Ce blogue aura bientôt 9 ans.

Dans les quelques 500 billets parus, y en a au moins 8 qui parlent de ma fête.

Un à chaque année.

Qui parle de vieillir.

Négativement.

C’est poche de vieillir. C’est plate. C’est diminuant. Eurk.

Au-delà de 5000 mots vous vomissent la hargne que j’ai à déchirer la dernière page du calendrier.

Parce qu’en plus, je suis né en décembre. Ça fait que j’ai l’impression de vivre mon année à crédit et de vieillir à la fin de celle-ci.

Tiens, ton année est finie. Paie. Change de chiffre, bonhomme.

À mon dernier anniversaire, je n’ai rien écrit.

Niet.

Rien sur mon âge. Rien sur ma fête. Pas de mots poubelles.
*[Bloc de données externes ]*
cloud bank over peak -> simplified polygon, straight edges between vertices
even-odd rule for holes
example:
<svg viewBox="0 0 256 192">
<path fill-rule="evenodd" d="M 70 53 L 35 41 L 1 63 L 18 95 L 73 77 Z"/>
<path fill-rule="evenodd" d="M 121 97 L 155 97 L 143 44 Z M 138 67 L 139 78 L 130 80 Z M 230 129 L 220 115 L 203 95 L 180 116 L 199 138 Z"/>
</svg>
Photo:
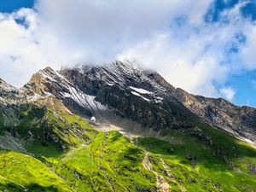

J’ai fait parvenir des fleurs à ma mère pour la remercier de m’avoir mis au monde pour voir le Monde.

Bon, c’était facile puisque j’étais en Indonésie, vous me direz. Mais j’étais ailleurs les dernières années aussi.

J’étais peut-être à l’extérieur, mais j’ai eu l’impression d’être beaucoup plus à l’intérieur.

De moi.

Ce dernier voyage m’a fait constater un paquet de trucs que j’avais décidé d’ignorer. Pour toutes sortes de mauvaises raisons.

J’ai une bonne santé. Mon corps tient le coup. Un peu excessif, oui. Capable de me renverser d’aplomb. Alcoolo social. Je dors peu. Je mange bien. Même si souvent, trop. Je fais de l’exercice. Même blessé. Il y quelques méandres qui apparaissent sur mon visage. Des taches sur les mains. Des poches sous les yeux. La barbe de deux jours est blanche. Le muffin qui me sort des jeans. Mais la plupart des trentenaires que j’ai croisés, pendant mon voyage, me donnaient une dizaine d’années de moins. Take it man. TAKE IT. Je fuis moins les miroirs depuis mon retour.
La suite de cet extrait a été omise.